迷盤レビュー Chelmico

部屋を明るくして離れてみてね



 概要:迷盤CD「Chelmico」の紹介レビュー
 


 ポップ寄りのラップが聴きやすいラップアーティストのアルバム第一号。アーティストCD「Chelmico」を紹介してみた。


▼概要


 Chelmico(チェルミコ)は2014年に結成されたMC RACHEL(レイチェル)とMC MAMIKO(マミコ)という女性二人組によるユニットで、ラップを主なジャンルとしているそうです。

 そんなChelmicoのファーストアルバムは「chelmico」なのですが、2016年リリースのファーストアルバムとなっています。翌年にはミニアルバムを、2018年にはメジャーより初アルバムをリリースしていて、順調に伸長している様を窺えますね。

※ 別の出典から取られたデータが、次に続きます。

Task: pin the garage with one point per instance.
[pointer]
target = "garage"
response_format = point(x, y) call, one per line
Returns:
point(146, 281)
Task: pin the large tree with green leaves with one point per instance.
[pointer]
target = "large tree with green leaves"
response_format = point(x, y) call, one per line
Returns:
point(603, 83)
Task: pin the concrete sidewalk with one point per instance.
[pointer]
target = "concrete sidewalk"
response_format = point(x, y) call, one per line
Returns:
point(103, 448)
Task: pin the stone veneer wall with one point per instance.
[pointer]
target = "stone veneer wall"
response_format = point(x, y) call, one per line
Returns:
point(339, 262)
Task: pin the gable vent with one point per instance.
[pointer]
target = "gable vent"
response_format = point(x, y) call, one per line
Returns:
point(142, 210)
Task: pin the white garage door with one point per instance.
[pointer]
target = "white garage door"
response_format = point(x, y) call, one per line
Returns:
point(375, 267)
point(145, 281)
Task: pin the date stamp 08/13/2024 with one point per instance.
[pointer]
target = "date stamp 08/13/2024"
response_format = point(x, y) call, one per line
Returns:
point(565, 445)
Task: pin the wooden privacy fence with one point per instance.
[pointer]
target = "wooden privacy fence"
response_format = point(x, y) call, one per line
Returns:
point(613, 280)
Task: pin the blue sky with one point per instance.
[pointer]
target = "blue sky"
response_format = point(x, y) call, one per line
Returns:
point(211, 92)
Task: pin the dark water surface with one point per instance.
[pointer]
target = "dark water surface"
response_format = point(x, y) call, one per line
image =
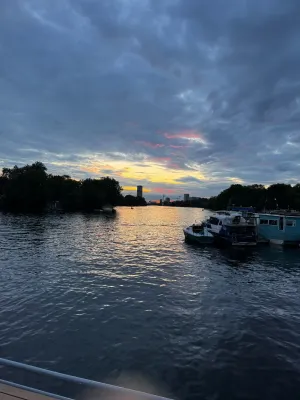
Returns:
point(126, 297)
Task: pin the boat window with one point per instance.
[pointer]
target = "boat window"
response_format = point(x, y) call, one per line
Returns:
point(273, 222)
point(264, 222)
point(213, 220)
point(290, 222)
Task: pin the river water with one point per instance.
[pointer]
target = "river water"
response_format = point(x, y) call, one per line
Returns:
point(126, 300)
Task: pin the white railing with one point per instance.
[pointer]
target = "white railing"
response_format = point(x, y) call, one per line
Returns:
point(87, 383)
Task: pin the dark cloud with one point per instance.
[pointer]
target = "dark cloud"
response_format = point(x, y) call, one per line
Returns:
point(122, 79)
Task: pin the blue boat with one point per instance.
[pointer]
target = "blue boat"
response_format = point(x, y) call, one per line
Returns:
point(281, 228)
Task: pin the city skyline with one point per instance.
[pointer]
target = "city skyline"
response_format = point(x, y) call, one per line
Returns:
point(180, 96)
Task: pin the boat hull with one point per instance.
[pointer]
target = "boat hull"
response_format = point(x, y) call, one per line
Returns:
point(236, 242)
point(202, 239)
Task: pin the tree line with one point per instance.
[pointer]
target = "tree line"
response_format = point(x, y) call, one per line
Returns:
point(31, 188)
point(278, 195)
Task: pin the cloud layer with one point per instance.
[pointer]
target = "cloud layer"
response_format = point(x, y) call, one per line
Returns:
point(178, 95)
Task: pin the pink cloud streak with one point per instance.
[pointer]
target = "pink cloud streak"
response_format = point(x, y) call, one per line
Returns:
point(186, 134)
point(151, 145)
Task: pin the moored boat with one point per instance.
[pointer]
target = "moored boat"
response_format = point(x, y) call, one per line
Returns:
point(280, 227)
point(198, 233)
point(232, 228)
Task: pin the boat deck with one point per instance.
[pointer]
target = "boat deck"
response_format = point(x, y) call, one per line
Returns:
point(8, 392)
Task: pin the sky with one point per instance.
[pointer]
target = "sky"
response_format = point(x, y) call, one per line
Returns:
point(180, 96)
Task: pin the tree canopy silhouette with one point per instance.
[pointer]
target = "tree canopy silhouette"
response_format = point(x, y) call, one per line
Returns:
point(31, 188)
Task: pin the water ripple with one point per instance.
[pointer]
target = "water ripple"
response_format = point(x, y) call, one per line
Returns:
point(108, 298)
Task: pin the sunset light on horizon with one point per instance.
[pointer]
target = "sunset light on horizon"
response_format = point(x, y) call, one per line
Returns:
point(150, 94)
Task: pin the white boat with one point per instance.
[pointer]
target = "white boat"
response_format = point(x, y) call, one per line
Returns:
point(198, 233)
point(232, 228)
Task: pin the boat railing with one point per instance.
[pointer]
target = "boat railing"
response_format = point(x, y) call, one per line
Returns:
point(82, 383)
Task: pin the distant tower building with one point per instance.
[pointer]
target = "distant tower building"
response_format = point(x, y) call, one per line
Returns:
point(139, 191)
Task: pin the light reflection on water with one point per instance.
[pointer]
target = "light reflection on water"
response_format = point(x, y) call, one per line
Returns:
point(125, 297)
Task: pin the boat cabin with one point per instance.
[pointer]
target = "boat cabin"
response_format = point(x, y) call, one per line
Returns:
point(280, 228)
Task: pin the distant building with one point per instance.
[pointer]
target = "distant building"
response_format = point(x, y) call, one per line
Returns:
point(186, 197)
point(139, 191)
point(195, 198)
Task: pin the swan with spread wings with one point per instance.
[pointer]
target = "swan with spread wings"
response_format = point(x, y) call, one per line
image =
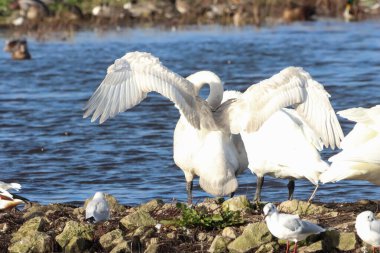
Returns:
point(204, 138)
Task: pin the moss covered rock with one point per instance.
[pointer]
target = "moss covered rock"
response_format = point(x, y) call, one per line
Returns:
point(32, 242)
point(137, 219)
point(75, 237)
point(238, 203)
point(254, 235)
point(219, 244)
point(111, 239)
point(113, 204)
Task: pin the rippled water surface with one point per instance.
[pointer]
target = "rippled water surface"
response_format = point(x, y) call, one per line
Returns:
point(58, 156)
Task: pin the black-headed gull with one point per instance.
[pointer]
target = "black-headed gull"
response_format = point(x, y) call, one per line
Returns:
point(288, 227)
point(98, 209)
point(368, 229)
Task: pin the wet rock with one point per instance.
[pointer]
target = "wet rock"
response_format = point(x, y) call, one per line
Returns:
point(302, 208)
point(122, 247)
point(152, 248)
point(238, 203)
point(4, 227)
point(114, 205)
point(219, 244)
point(312, 248)
point(75, 237)
point(152, 205)
point(39, 211)
point(202, 236)
point(339, 240)
point(137, 219)
point(111, 239)
point(254, 235)
point(36, 242)
point(30, 227)
point(229, 233)
point(268, 248)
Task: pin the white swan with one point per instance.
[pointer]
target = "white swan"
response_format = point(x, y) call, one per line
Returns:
point(360, 155)
point(285, 147)
point(202, 138)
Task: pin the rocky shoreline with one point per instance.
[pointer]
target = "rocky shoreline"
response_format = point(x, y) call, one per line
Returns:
point(215, 225)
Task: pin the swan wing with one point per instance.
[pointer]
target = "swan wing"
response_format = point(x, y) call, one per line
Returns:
point(131, 78)
point(375, 226)
point(367, 116)
point(291, 87)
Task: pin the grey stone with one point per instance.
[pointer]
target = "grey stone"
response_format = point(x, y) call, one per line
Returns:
point(238, 203)
point(219, 245)
point(111, 239)
point(137, 219)
point(75, 237)
point(254, 235)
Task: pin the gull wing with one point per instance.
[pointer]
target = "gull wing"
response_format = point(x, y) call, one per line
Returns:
point(291, 87)
point(131, 78)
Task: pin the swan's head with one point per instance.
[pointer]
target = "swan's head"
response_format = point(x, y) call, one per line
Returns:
point(269, 209)
point(99, 195)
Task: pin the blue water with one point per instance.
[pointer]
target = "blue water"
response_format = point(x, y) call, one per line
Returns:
point(58, 156)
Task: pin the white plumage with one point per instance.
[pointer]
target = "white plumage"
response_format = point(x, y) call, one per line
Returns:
point(368, 228)
point(288, 227)
point(6, 199)
point(4, 187)
point(284, 147)
point(360, 155)
point(203, 144)
point(98, 208)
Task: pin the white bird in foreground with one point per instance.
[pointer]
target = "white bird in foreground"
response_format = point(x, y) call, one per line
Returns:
point(360, 155)
point(4, 187)
point(286, 147)
point(288, 227)
point(98, 208)
point(202, 138)
point(368, 229)
point(6, 199)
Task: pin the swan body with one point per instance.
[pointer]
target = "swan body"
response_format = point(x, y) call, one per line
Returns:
point(205, 136)
point(360, 155)
point(368, 228)
point(98, 208)
point(283, 147)
point(288, 227)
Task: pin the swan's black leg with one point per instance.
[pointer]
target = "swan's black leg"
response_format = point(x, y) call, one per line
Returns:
point(291, 186)
point(189, 189)
point(259, 185)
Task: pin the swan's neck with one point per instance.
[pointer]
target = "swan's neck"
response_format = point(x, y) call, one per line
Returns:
point(199, 79)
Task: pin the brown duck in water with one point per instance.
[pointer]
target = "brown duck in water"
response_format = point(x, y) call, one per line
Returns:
point(18, 48)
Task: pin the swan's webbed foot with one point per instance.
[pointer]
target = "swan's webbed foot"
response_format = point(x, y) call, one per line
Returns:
point(313, 194)
point(189, 189)
point(259, 186)
point(291, 186)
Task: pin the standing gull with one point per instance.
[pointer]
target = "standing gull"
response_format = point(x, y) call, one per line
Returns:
point(4, 187)
point(6, 199)
point(202, 138)
point(360, 155)
point(288, 227)
point(97, 209)
point(368, 229)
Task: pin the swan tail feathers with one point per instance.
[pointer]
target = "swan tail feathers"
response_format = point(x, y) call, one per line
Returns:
point(219, 187)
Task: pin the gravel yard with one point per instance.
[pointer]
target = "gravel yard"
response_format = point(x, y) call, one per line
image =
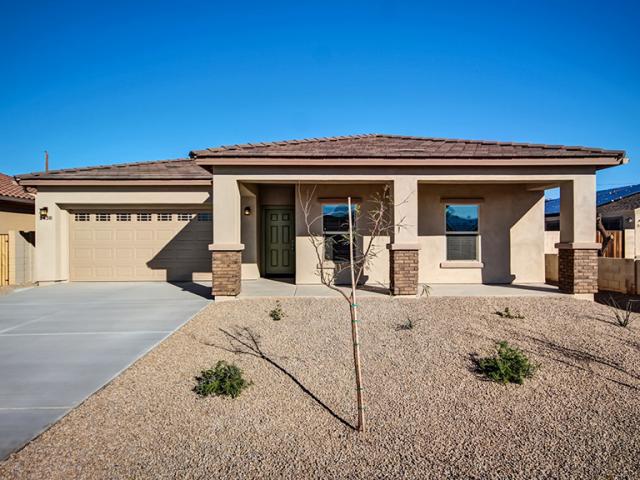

 ちなみに、MC RACHELは渡賀レイチェルで、MC MAMIKOは鈴木真海子という方なのだそうです。レイチェルが本当にレイチェルであるあたり、何だか良いですよね。
 
 また、人や世代によっては「ラップ」というと退廃的イメージを持ち、あまり良俗のイメージを持たない方も決して少なくはないと思います。そのイメージも決して間違ったものとは思いませんが、Chelmicoは確かに王道のラップアーティストらしい退廃的な印象を含みながらも、かなりポップで明るい普通の女子といった感じなのです。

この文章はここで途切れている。